サケ・ツーリズム

 カリフォルニア州のナパ・バレーではワインツーリズムが大きな産業として定着している。ほとんどのワイナリーに自前のワインを売る店があり、テイスティングルームも用意されている。もちろん見学もOK。ワイナリーを訪ねる観光客を当て込んだホテルも充実しているし、ワインを飲んで車の運転をしなくてもよいようにバス、それにワイントレインなるものまで用意。
 ヨーロッパ(特にフランス)もそれでもワインを学びたい、飲みたいとやってきてくれる観光客を迎える体制が整っている。フランス語がわからない外国からの訪問客のためのツアーも豊富に用意されている。僕の友人の中には自転車に乗ってフランスの田園風景を楽しみ、途中でワイナリーに寄るというツアーに参加したという人もいる。
 さて僕はわりと頻繁に近々日本へやってくる予定があるという海外の人々からメールをもらう。その内容は彼等の滞在中にどこか見学できる酒蔵があるかということだ。それから最近、NYタイムスの記者がまさにこのトピックについて僕にコメントを求めてきたのだ。僕がふらっと気軽に見学できる酒蔵はあまりないし、ましてや英語のガイドはつきませんよ、つまりサケ・ツーリズムなるものはまだ確立されてないのだと言うと彼女はとても驚いていた。
 サケ・ツーリズムなるものが存在していない理由は何か。まず単純に考えて酒蔵が日本全国に散らばっているためだ。何十軒もの酒蔵がナパのように1つの地区に密集している所がない。強いて言えば灘、伏見か。
 灘や伏見には一般の人達が入れる博物館やA酒ルームを用意している蔵や、外国語の情報を提供している蔵もあり、とても勉強になるので訪ねて行く価値はおおいにある。ただ簡単に訪ねていける場所ではないのだ。日本語の全くわからない旅行者がぷらっと行くには少々難がある。そろそろ日本酒業界と旅行業界が手を結び、サケ・ツーリズムを現実的に考えてみる時期に来ていると思う。
 言葉の問題もある。蔵の歴史や情報を英語でインターネットに掲載したりパンフレットを作成している酒蔵はあるけれど、英語しかわからない訪問客からの突然の予約電話を受けつける蔵がいくつあるだろうか。
 ただ幸いなことに日本酒業界には訪問客をオープンに受け入れる土壌がある。前もって電話をして予約をしておけば見学させてくれる蔵は多くあり、コンセプトは以前から生きている。後はやる気のある旅行社と蔵が手を結びボールを転がせばいい。
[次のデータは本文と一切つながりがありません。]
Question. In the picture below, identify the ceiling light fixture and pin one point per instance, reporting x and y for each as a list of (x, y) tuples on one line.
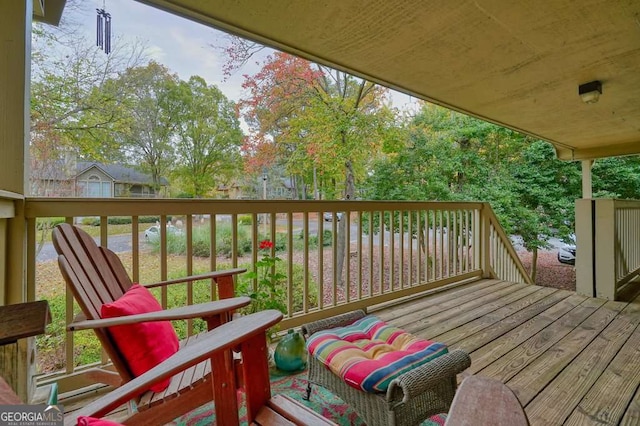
[(590, 92)]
 これに関して、実はもうすでに動き出しているところもある。たとえばJAL。一般の観光客を誘致する前にまずジャーナリスト達に声をかけ、酒蔵訪問といくつかの観光スポットを加えてツアーを行った。
 それからスタディツアーを主に企画しているアメリカの旅行会社が、やはりその様なことをやろうと声をかけてきた。でも日本酒だけではツアーを成立させるのは難しいので、フード&サケのツアーはどうかと彼等は言う。日本食は寿司のブームや健康志向など時代の波に乗って世界でも注目されているから人も集めやすいらしい。おそらく今年の秋か冬には第1陣が到着するだろう。
 世界中の日本酒ファン達が日本にやってきて、訪ねて行ける大小様々な酒蔵のリストを手にし、酒造りの工程を見学し、A酒をし、新たなことを学んだ達成感と良き思い出を胸に帰国する、そんな日を心待ちにしているのだ。